He might not be able to sail this leg due to his shoulder injury but that’s not stopping Amory Ross from writing his race updates…
📅 SATURDAY JUNE 10, 2023
🕒 1130 UTC
💨 SPEED: 22.3 KNOTS
🥇 POSITION: 1st
📏 DISTANCE TO FINISH: 313.5 NM
The team is successfully around the top of Denmark with the lead but they’ll be sailing into lighter winds around the corner first. If they can manage to keep Holcim back over the next few hours in an inevitable fleet compression, as the new winds from the east cross over Denmark and touch down along the coast, the riskiest segments of the leg will be behind them and they get to push offshore on the long reach towards The Hague in steadier winds.
It should be a fast trip down along the coast before a narrow TSS corridor crossing and the final, short leg to the finish in easing winds. Once pointed south, there’s very little leverage left on the course and the only way for Holcim to get by Malama would be to go sail past them. We’ve always felt good about our relative reaching speeds, especially in flat water, so you can be sure the competition is feeling the urgency, even with 300 left to go.
📅 FRIDAY JUNE 9, 2023
🕒 1300 UTC
💨 SPEED: 8.9 KNOTS
🥇 POSITION: 1st
📏 DISTANCE TO FINISH: 679.8 NM
Less than 24 hours into Leg 6 and the IMOCA fleet is reaching it’s first significant milestone: The Kiel Fly By. Located in northern Germany, Kiel and it’s waterfront Harbour is well known for its strong currents, varying wind conditions, and narrow passages. Kiel River is also home to the annual Kiel Week, one of the largest sailing events in the world.
After a tricky start out of Aarhus that saw extended periods of little to no wind, Malama was quick to jump to a lead around the buoys with a good start and clean transitions, before heading southeast and away from the returning gradient. It made for a very slow first stage!
As night took hold, winds build and the fleet worked south through the baltic sea and under the Øresund Bridge, one of the longest water-crossing bridges in the world, at 15-20 knots.. An exhausting 14 gybes later and Malama was less than a mile behind Holcim approaching Kiel and the modified windward-leeward course designed to delay the trip up the harbour until afternoon. Splitting from Holcim, Malama took a strong step to the west, leapfrogging the leader and jumping out to a more comfortable seven mile lead. At the time of writing, Malama still holds on to a four mile lead heading south towards the bottom of the short lap before being able to turn west and head towards the waterfront.

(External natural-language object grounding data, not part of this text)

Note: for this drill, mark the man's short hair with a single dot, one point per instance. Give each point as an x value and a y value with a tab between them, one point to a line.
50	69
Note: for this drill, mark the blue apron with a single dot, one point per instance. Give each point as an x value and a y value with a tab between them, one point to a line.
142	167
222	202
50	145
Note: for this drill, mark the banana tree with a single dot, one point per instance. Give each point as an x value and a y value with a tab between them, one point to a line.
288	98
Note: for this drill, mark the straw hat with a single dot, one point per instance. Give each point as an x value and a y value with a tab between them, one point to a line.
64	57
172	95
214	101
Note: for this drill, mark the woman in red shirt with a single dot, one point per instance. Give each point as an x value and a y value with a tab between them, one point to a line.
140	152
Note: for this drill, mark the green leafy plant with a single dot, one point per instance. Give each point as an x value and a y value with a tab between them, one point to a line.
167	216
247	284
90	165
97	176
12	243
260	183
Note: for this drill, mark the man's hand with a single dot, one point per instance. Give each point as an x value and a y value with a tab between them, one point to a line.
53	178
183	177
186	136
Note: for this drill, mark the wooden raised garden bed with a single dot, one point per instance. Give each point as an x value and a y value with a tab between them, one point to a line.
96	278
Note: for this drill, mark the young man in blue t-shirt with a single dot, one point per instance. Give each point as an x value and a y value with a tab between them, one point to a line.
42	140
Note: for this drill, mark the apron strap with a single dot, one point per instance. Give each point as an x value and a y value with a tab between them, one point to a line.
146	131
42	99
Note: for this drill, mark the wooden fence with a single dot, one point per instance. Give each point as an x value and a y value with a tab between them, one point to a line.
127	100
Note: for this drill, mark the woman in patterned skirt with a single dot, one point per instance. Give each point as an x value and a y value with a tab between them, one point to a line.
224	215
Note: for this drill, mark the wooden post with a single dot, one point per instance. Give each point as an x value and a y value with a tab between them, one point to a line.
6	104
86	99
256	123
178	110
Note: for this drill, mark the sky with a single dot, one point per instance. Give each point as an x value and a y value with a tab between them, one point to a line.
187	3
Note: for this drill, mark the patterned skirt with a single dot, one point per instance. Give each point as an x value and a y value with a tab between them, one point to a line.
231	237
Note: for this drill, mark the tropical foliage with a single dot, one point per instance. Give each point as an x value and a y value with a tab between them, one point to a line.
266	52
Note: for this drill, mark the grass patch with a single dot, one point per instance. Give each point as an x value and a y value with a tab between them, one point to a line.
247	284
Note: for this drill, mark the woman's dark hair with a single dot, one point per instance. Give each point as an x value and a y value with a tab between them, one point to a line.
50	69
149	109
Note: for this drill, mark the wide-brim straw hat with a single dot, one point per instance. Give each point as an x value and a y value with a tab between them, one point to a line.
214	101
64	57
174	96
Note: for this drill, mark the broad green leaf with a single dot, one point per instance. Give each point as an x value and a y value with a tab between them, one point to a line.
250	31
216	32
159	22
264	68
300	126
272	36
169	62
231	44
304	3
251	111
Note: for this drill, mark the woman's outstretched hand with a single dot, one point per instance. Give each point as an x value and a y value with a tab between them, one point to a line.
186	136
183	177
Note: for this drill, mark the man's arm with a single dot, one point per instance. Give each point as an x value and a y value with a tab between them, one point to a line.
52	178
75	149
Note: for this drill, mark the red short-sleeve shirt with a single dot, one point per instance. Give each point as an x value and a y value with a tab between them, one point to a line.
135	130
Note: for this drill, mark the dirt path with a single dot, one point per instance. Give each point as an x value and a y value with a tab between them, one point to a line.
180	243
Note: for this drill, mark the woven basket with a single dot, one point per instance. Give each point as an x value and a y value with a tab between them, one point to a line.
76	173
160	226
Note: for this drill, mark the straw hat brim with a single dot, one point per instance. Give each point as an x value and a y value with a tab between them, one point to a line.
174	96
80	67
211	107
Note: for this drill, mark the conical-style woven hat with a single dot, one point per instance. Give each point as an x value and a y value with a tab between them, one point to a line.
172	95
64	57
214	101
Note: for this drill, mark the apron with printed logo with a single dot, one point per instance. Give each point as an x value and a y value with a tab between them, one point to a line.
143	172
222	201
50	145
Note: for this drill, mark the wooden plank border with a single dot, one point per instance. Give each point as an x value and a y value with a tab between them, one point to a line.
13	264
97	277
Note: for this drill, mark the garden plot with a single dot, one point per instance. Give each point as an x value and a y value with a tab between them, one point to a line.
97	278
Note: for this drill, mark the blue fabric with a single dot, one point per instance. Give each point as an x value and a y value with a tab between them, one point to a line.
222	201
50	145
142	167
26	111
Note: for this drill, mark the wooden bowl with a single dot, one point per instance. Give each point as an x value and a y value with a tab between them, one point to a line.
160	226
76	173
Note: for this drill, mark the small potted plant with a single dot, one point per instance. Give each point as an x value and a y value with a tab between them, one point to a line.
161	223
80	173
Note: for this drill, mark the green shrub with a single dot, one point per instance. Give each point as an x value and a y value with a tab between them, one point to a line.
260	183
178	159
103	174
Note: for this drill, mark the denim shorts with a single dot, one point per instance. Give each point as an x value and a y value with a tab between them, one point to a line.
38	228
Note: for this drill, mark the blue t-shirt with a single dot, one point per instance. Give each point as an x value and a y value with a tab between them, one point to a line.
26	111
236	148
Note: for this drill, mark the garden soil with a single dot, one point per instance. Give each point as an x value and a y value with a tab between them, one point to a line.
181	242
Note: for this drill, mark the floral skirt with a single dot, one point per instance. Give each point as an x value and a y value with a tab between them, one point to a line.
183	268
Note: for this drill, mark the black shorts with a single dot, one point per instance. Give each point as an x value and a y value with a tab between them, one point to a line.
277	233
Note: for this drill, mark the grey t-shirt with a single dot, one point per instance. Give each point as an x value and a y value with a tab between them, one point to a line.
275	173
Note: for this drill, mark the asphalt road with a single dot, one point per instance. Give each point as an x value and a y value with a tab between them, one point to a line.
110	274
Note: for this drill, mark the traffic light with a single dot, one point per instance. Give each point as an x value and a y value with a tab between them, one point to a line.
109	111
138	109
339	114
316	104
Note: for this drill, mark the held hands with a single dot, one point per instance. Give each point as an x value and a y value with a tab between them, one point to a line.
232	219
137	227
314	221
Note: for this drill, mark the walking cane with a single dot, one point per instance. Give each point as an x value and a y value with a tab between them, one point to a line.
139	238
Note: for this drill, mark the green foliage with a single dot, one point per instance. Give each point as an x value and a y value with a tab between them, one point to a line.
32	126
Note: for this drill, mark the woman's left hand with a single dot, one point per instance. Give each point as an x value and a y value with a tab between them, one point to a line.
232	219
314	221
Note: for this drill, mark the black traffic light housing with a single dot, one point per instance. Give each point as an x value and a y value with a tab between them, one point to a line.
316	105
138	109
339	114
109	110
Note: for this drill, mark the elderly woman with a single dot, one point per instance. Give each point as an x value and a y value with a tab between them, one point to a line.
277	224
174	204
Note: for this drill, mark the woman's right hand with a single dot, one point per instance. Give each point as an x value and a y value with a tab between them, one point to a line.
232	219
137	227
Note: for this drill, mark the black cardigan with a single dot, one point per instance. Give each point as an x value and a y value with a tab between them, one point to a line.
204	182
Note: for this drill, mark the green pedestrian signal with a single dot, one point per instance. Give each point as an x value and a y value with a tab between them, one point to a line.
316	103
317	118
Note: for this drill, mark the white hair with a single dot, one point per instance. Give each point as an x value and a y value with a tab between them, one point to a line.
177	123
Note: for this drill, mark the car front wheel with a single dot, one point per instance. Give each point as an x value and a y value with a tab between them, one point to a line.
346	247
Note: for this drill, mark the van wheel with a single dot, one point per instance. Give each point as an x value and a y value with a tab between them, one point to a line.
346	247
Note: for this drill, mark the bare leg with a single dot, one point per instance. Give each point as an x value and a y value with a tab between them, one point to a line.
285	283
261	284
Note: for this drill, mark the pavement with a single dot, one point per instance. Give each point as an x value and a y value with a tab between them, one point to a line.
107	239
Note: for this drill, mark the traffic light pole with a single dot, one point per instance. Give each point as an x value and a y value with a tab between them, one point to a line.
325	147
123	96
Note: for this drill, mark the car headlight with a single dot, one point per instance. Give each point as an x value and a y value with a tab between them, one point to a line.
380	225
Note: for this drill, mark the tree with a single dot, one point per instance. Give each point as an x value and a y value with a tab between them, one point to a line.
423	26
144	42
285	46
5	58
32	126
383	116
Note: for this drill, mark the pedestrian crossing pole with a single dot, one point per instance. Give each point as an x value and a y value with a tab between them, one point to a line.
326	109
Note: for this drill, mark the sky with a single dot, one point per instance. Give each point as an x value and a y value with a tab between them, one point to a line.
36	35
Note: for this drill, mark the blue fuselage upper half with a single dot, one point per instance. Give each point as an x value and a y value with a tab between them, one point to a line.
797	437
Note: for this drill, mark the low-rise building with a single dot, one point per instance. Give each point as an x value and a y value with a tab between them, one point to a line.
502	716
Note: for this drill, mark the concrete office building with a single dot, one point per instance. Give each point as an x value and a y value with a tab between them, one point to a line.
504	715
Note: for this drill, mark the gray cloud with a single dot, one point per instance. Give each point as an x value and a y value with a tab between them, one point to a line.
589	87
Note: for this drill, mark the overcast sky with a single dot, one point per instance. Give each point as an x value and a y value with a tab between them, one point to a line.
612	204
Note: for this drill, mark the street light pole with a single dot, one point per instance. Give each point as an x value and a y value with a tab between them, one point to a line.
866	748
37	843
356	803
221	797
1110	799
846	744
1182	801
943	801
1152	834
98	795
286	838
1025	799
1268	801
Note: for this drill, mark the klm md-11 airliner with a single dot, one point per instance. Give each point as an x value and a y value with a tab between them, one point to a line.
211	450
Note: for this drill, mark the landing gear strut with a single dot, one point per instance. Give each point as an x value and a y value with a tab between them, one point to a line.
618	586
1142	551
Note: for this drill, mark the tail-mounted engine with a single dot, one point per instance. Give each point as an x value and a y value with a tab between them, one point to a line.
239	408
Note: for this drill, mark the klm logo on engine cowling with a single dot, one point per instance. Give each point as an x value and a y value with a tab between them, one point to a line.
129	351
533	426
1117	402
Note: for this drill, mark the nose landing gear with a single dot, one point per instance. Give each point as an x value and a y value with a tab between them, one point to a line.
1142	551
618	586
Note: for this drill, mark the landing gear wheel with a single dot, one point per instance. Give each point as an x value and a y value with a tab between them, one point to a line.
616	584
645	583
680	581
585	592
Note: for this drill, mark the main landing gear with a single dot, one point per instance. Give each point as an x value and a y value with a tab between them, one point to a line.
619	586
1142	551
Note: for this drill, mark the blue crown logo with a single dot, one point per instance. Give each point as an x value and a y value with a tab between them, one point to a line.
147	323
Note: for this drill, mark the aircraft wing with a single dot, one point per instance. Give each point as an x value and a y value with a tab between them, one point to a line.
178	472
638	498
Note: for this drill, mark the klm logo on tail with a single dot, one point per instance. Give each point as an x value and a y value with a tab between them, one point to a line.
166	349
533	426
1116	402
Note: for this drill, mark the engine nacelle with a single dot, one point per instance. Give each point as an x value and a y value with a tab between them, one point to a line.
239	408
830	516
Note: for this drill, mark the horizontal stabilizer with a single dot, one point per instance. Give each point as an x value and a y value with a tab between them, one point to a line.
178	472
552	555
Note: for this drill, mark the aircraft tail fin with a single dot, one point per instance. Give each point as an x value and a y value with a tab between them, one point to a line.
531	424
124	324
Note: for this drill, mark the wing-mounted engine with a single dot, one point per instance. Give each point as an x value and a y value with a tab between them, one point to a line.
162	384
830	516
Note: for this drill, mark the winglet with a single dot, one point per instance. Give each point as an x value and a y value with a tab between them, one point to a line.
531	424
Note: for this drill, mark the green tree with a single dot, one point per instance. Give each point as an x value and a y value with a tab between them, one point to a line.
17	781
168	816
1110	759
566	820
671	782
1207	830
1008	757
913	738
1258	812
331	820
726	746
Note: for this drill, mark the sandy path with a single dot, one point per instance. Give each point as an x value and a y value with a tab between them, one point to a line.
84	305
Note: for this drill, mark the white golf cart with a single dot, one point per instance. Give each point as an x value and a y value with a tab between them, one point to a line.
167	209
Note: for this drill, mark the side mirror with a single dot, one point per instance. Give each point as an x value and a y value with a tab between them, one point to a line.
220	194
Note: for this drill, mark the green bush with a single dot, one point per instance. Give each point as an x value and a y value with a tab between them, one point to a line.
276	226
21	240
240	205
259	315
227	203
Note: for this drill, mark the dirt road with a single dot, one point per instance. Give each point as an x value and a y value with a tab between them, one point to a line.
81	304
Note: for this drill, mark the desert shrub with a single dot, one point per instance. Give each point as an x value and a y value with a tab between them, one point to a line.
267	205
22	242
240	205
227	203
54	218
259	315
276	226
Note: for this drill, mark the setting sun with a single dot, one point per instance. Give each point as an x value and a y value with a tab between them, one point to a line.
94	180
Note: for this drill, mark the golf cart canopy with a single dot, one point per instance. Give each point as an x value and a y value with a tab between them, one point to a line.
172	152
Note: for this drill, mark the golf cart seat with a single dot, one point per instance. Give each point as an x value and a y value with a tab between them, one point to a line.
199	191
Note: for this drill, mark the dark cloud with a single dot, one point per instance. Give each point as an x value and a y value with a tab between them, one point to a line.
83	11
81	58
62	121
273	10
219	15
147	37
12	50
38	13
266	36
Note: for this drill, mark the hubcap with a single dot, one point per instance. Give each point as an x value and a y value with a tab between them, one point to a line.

There is no doubt the arrival will be chaotic! For the front of the fleet it will be a race to get in and out before Malizia and Guyot, the popular german locals, draw out what is rumored to be crowds in the thousands. The spectator wake could play a huge role in escaping north unscathed, or getting caught up in the melee. And once free from Kiel and the fjord, it’s back up the Baltic, past Aarhus and on to the Nordic Sea.
While it’s definitely odd writing this from a dry bench in The Hague, rested and relaxed, I have to imagine the sailors are feeling anything but! Their close proximity, tight quarters, and challenging conditions no doubt make for an intense, tiring stretch, likely without much sleep or a moment to pause. Fingers crossed Charlie and the squad can get through the fly by in good shape before settling into the return trip north!